SpEL gives you access to the current Message as well as the Application Context you are running in. However it is important to understand what type of data SpEL can see especially in the context of the incoming Message. From the broker, the message arrives in a form of a byte[]. It is then transformed to a Message<byte[]> by the binders whereas you can see the payload of the message maintains its raw form.
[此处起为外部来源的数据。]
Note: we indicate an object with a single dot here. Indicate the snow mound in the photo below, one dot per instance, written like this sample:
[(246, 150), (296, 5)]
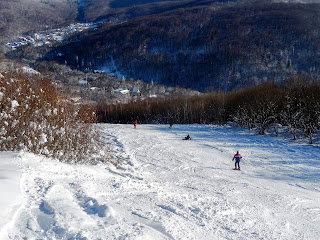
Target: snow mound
[(167, 188)]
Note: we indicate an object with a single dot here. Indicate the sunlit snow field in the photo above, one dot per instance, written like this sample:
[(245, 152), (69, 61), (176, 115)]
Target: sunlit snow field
[(167, 188)]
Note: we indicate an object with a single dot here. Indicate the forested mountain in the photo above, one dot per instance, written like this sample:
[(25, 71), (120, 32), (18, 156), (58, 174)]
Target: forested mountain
[(203, 44)]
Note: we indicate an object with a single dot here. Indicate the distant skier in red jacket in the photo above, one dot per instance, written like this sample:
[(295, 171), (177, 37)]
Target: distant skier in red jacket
[(237, 157)]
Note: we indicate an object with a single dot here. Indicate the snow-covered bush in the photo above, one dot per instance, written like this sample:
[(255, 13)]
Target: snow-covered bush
[(33, 117)]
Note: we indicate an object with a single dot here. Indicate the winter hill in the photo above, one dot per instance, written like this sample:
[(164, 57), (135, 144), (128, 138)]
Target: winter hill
[(167, 188), (203, 45)]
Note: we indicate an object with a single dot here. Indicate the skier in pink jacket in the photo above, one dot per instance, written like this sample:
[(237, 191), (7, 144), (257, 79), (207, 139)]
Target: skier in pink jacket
[(237, 157)]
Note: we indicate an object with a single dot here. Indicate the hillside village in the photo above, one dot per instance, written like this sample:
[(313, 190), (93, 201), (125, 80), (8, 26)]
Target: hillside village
[(49, 36)]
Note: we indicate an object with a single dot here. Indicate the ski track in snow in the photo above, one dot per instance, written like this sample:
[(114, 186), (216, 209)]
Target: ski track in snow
[(169, 188)]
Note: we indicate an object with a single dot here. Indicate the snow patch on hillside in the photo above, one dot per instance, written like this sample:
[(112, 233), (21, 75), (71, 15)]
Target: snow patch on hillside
[(167, 188)]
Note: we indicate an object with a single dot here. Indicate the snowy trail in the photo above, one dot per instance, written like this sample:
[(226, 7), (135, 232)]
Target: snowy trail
[(169, 189)]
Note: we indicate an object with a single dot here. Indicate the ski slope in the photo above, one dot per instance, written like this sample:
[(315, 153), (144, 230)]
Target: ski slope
[(167, 188)]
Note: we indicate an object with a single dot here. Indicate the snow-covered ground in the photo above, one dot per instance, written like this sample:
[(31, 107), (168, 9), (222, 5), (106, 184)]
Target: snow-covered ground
[(167, 188)]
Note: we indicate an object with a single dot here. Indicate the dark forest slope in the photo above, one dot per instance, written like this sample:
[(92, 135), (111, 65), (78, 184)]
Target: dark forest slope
[(206, 45)]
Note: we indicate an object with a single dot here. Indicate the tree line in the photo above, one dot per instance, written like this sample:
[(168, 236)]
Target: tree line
[(294, 106)]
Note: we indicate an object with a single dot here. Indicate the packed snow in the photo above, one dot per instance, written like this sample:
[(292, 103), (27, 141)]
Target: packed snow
[(167, 188)]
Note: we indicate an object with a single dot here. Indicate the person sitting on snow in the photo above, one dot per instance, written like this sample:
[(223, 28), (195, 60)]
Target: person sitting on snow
[(237, 157)]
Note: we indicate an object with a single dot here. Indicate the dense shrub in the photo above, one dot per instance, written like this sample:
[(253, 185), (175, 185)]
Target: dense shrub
[(33, 117)]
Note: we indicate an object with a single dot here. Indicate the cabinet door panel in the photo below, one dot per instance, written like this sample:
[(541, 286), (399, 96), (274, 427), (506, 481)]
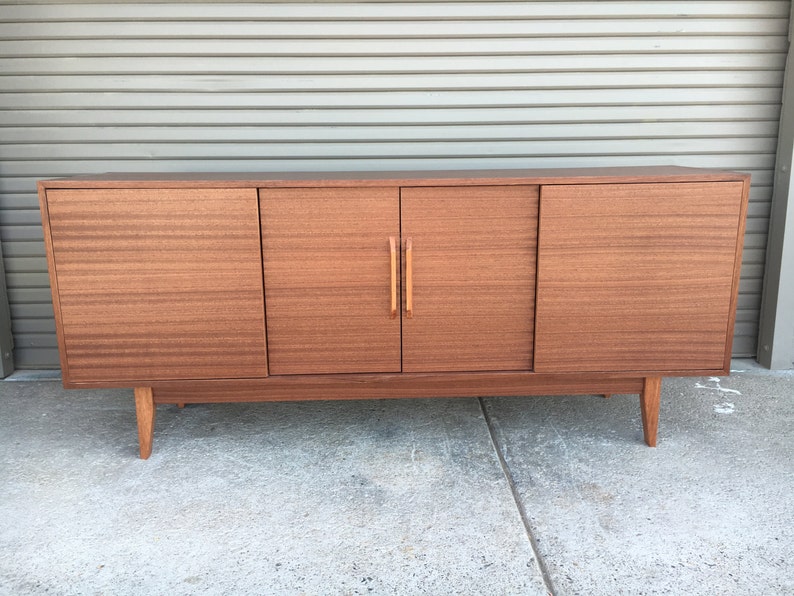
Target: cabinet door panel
[(473, 277), (327, 279), (158, 284), (636, 277)]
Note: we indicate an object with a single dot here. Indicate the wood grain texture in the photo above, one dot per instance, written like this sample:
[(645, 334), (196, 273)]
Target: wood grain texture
[(388, 386), (158, 284), (636, 277), (737, 269), (327, 279), (649, 408), (473, 277), (312, 179), (145, 412)]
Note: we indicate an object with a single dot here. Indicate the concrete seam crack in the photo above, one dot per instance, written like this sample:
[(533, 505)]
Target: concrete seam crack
[(539, 561)]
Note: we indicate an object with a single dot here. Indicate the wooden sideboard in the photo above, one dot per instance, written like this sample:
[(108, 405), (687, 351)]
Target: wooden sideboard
[(256, 287)]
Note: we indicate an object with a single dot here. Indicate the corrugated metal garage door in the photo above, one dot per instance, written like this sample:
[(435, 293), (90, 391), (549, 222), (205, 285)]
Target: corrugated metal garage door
[(87, 88)]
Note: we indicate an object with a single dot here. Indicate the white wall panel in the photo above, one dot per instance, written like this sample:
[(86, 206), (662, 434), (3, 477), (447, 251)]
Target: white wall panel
[(197, 86)]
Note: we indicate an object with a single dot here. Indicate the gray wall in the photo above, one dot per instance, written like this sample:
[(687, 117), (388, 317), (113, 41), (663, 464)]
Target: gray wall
[(88, 88)]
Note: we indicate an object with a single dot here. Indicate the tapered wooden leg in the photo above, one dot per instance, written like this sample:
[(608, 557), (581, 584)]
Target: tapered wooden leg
[(649, 405), (144, 409)]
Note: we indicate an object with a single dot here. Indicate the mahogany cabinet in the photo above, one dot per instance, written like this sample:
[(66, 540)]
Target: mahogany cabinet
[(253, 287)]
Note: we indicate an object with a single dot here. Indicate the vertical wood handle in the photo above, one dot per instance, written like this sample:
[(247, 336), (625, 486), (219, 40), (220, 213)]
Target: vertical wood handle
[(393, 248), (409, 279)]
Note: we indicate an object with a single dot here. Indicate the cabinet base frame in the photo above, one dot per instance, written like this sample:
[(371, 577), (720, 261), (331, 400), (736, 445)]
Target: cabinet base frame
[(389, 386)]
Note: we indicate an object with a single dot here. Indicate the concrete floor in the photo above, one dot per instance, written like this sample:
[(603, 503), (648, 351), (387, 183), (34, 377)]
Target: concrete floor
[(454, 496)]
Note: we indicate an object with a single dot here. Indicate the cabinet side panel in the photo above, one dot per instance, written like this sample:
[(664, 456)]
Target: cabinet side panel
[(158, 284), (474, 251), (636, 277), (326, 255)]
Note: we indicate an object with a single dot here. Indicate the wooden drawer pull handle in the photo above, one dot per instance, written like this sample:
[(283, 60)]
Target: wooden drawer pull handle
[(393, 247), (409, 279)]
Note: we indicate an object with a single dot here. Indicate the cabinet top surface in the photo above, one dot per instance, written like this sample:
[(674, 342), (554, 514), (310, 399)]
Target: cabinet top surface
[(394, 178)]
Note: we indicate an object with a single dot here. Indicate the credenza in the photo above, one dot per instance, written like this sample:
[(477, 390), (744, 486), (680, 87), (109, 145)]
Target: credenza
[(218, 287)]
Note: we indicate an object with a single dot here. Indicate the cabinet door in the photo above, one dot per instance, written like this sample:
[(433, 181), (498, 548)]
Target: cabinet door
[(328, 287), (473, 277), (636, 277), (157, 284)]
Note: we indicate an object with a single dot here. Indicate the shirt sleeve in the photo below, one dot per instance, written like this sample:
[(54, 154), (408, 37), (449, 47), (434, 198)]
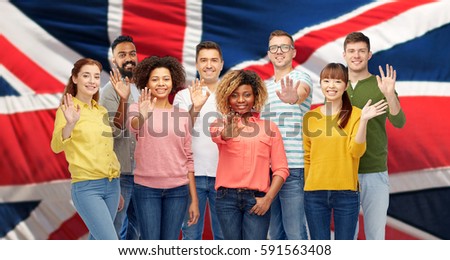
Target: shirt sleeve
[(133, 111), (57, 144), (188, 147), (215, 129), (181, 101), (306, 145), (278, 161), (399, 120), (356, 150)]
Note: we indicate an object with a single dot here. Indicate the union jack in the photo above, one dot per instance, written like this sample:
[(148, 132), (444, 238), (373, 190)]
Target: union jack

The headers of the message are <String, Object>, where values are typically another primitive or a collection/array of primitives, hence Object. That is because binder does not know the required input type as it has no access to the user code (function). So effectively binder delivered an envelope with the payload and some readable meta-data in the form of message headers, just like the letter delivered by mail. This means that while accessing payload of the message is possible you will only have access to it as raw data (i.e., byte[]). And while it may be very common for developers to ask for ability to have SpEL access to fields of a payload object as concrete type (e.g., Foo, Bar etc), you can see how difficult or even impossible would it be to achieve. Here is one example to demonstrate the problem; Imagine you have a routing expression to route to different functions based on payload type. This requirement would imply payload conversion from byte[] to a specific type and then applying the SpEL. However, in order to perform such conversion we would need to know the actual type to pass to converter and that comes from function’s signature which we don’t know which one. A better approach to solve this requirement would be to pass the type information as message headers (e.g., application/json;type=foo.bar.Baz ). You’ll get a clear readable String value that could be accessed and evaluated in a year and easy to read SpEL expression.

此外,使用有效负载作为路由决策被认为是非常糟糕的做法,因为有效负载被视为特殊数据 - 只能由最终收件人读取的数据。同样,使用邮件传递类比,您不希望邮递员打开您的信封并阅读信的内容来做出一些传递决定。相同的概念也适用于这里,尤其是在生成消息时包含此类信息相对容易时。它强制执行与通过网络传输的数据的设计相关的特定级别的规范,以及哪些数据可以被视为公共数据,哪些数据是有特权的。

Additionally, it is considered very bad practice to use payload for routing decisions, since the payload is considered to be privileged data - data only to be read by its final recipient. Again, using the mail delivery analogy you would not want the mailman to open your envelope and read the contents of the letter to make some delivery decisions. The same concept applies here, especially when it is relatively easy to include such information when generating a Message. It enforces certain level of discipline related to the design of data to be transmitted over the network and which pieces of such data can be considered as public and which are privileged.